I'm working on a test with tensorflow. I have my dataset into two folders. I configured the batch_size
, height
and width
for the train_data
but then i can't see them with matplotlib
or use it in the model.
#Import dataset
import pathlib
import os
data_dir = pathlib.Path(r'C:\Users\vion1\Ele\Engie\Exercices\DL\Pikachu\dataset')
image_count = len(list(data_dir.glob('*/*')))
print(image_count)
#374
batch_size = 32
img_height = 256
img_width = 256
train_data = tf.keras.preprocessing.image_dataset_from_directory(
data_dir,
validation_split=0.2,
subset="training",
seed=42,
image_size=(img_height, img_width),
batch_size=batch_size,
)
class_names = train_data.class_names
print(train_data)
#Found 374 files belonging to 2 classes.
#Using 300 files for training.
#<BatchDataset shapes: ((None, 256, 256, 3), (None,)), types: (tf.float32, tf.int32)>
plt.figure(figsize=(10, 10))
for images, labels in train_data.take(1):
for i in range(3):
ax = plt.subplot(1, 3, i + 1)
plt.imshow(images[i].numpy().astype("uint8"))
plt.axis("off")
The error is :
InvalidArgumentError: Unknown image file format.
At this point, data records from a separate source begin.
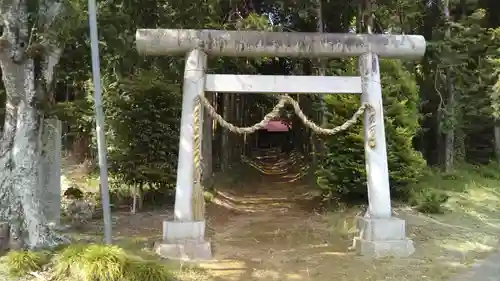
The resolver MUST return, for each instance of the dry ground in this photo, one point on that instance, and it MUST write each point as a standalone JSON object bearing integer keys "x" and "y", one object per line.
{"x": 268, "y": 229}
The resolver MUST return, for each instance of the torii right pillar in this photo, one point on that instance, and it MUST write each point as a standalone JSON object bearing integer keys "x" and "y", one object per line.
{"x": 380, "y": 234}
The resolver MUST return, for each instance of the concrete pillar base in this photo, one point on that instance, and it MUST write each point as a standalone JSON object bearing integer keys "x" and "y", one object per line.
{"x": 382, "y": 238}
{"x": 184, "y": 241}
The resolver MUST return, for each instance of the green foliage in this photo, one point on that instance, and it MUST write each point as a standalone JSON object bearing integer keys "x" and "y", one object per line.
{"x": 342, "y": 171}
{"x": 429, "y": 200}
{"x": 21, "y": 263}
{"x": 143, "y": 114}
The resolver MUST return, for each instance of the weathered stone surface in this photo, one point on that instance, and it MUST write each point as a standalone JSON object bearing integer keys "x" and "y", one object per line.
{"x": 278, "y": 44}
{"x": 382, "y": 238}
{"x": 184, "y": 241}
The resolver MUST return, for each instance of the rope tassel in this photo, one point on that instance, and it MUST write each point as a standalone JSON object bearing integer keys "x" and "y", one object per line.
{"x": 198, "y": 197}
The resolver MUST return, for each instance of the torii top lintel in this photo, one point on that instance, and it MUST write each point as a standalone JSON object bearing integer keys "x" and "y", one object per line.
{"x": 158, "y": 42}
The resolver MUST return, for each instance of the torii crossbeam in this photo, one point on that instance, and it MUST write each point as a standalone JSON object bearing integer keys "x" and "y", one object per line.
{"x": 380, "y": 233}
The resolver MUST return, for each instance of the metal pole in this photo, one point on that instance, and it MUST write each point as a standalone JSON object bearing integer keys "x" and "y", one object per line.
{"x": 99, "y": 120}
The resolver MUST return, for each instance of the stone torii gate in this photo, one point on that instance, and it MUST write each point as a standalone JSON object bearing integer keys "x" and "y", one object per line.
{"x": 381, "y": 234}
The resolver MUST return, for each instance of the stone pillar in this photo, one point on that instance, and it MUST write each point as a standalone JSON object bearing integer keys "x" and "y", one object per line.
{"x": 380, "y": 233}
{"x": 183, "y": 238}
{"x": 50, "y": 171}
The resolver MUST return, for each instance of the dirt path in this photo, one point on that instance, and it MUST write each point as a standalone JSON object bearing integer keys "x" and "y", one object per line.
{"x": 267, "y": 228}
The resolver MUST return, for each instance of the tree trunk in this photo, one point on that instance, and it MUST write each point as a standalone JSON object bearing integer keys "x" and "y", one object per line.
{"x": 449, "y": 135}
{"x": 26, "y": 78}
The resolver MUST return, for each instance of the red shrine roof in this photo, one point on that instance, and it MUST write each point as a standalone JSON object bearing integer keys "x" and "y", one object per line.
{"x": 277, "y": 126}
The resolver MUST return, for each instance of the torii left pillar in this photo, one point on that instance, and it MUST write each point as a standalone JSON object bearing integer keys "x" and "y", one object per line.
{"x": 381, "y": 233}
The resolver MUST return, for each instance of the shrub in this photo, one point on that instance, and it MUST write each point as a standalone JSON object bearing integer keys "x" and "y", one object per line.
{"x": 341, "y": 173}
{"x": 428, "y": 200}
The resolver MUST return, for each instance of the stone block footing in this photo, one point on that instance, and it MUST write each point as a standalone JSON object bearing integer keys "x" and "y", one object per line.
{"x": 383, "y": 237}
{"x": 184, "y": 241}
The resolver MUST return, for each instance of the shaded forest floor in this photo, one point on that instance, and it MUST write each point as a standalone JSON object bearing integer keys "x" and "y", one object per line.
{"x": 268, "y": 228}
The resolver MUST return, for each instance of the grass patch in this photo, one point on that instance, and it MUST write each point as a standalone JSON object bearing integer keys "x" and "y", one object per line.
{"x": 87, "y": 262}
{"x": 21, "y": 263}
{"x": 105, "y": 263}
{"x": 431, "y": 193}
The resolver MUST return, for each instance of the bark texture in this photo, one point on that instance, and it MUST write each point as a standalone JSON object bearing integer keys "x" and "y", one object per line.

One of JPEG, PNG, GIF, BMP required.
[[{{node decode_image/DecodeImage}}]] [Op:IteratorGetNext]
I think that train_date.take(1)
doesn't take the file but i can't understand why and how to fix it, any idea?
The code which you have mentioned looks proper, the main reason for failure could be as per the error is that one or more file in your tf.data.Dataset
does not belong to any of the mentioned file extension.
To check the corrupted file you can refer the below code.
Here I'm taking the example dataset mentioned in the document
import matplotlib.pyplot as plt
import numpy as np
import os
import PIL
import tensorflow as tf
from tensorflow import keras
import pathlib
dataset_url = "https://storage.googleapis.com/download.tensorflow.org/example_images/flower_photos.tgz"
data_dir = tf.keras.utils.get_file('flower_photos', origin=dataset_url, untar=True)
data_dir = pathlib.Path(data_dir)
roses = list(data_dir.glob('roses/*'))
Now, leet's check the unique filenames in the roses directory.
file_names = [str(i) for i in roses]
unique_files = set(i.split('.')[-1] for i in file_names)
print(unique_files)
Output:
{'jpg'}
In the output directory if you get any filetypes other than allowed filetypes, you need to recheck your data. Else you can follow this document for same procedure.